Three times as an Oriole, Grich handled more than 900 chances, a feat surpassed in history by only one second baseman — Pittsburgh Pirates Hall of Famer Bill Mazeroski. Moreover, Grich's total of 484 putouts in 1974 is the most at his position since the big leagues started handing out Gold Gloves in 1957.
He was part of the Orioles' lockdown infield of the time. For three years (1973-1975) Grich, shortstop Belanger and third baseman Robinson all won Gold Gloves. And the Orioles won two division championships.
"Nobody put more effort into defense than I did," Grich said. "One year  I made five errors, and I remember every one. I was never satisfied. When you're around players like Brooks and Frank [Robinson], you try to push yourself to their level — and they set the bar pretty high."
Grich's secret? For one thing, he consumed honey. Lots of it.

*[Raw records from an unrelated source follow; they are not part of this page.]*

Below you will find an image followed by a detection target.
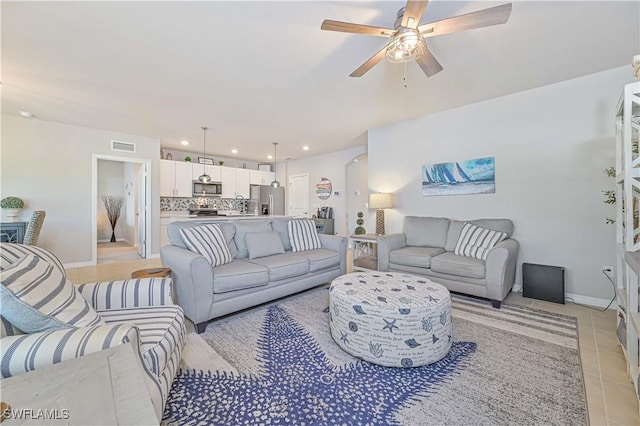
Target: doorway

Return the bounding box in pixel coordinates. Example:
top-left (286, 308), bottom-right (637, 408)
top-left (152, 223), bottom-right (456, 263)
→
top-left (92, 155), bottom-right (151, 265)
top-left (289, 174), bottom-right (310, 217)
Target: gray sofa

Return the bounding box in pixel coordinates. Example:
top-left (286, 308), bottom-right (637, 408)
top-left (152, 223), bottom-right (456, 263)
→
top-left (160, 217), bottom-right (347, 333)
top-left (378, 216), bottom-right (519, 308)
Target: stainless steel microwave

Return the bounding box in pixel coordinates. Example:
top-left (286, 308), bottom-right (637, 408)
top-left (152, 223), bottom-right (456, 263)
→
top-left (193, 180), bottom-right (222, 197)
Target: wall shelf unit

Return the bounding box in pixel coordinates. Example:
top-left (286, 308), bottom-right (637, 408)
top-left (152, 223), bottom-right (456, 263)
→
top-left (616, 82), bottom-right (640, 412)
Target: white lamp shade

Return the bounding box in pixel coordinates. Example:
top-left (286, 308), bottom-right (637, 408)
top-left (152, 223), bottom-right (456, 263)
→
top-left (369, 192), bottom-right (393, 209)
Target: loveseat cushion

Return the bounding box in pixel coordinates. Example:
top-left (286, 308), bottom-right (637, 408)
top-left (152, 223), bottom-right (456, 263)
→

"On the way to the ballpark, I'd stop at a farm stand in Jacksonville, get three or four quart tin cans of raw honey and keep it in my locker," he said. "In the humid summer months, I'd go into the clubhouse in the second, fifth and seventh innings, and glug that honey. It helped tremendously to beat the heat."
Offensively, Grich blossomed into one of the top power-hitting second basemen of his day. He batted .262 over seven years with Baltimore, hit a team-high 19 home runs in 1974 and was the first Oriole to hit three homers in one game at Memorial Stadium.
What he didn't do was get along with manager Earl Weaver. Once, after being benched for a pinch hitter, Grich got into a tussle with Weaver that sent the two of them tumbling down the dugout steps. For nearly five years they refused to speak, even when alone together in hotel elevators.
Grich left the Orioles in 1976, at the dawn of baseball's free agency, and signed a five-year deal with the California Angels worth about $1.5 million. He starred for the Angels for 10 more years.
"The Orioles offered me a decent [$1.2 million] contract, and the Yankees offered $2.2 million," he said, "but my dream was to play for the Angels, and in front of my parents."
Nowadays, the six-time All-Star works both in sales for a title insurance company and for the Angels in community relations. Golf is a passion. Years ago, Grich determined to play each of the top 100 courses in America as ranked by Golf Digest in 1989. Last year, at Peachtree Golf Club in Atlanta, he completed the task.
"When I set my mind to do something, I like to make it happen," he said.
Though touted by some for the Hall of Fame, Grich calls it a long shot.
"I had some great numbers, but I truly don't think I was of that caliber," he said. "Historically, there hasn't been much credence given to defense, which is often overlooked. Also, I never did much in All-Star or playoff games, which would have helped my case. Nothing I did on a national stage had any notoriety."
Except for the time Grich poured a beer on former President Richard Nixon's head.
"We [the Angels] were celebrating our first division championship in 1979 in the locker room when who shows up but owner Gene Autry and Nixon, his friend," Grich said. "They stood by the door a while, laughing and watching the champagne spray fly; then they walked toward us.
"Well, we'd run out of champagne, so I grabbed a can of Budweiser, went over and said, 'Mr. Nixon, this Bud's for you.' I poured it on him and the beer splashed down his forehead and shot right out over his ski nose."
The photo made the front page of newspapers nationwide.
Six years later, Grich said, the Angels were in New York to play the Yankees when Nixon barged into the clubhouse with his Secret Service entourage.
"In this big booming voice, Nixon said, 'Where's Grich? Get over here!' So I walked over sheepishly to make my apology," Grich said. "He put his arm around me and said, 'Bobby, I got more good press from you pouring that beer over my head than my staff ever got for me.' And we had a good chuckle."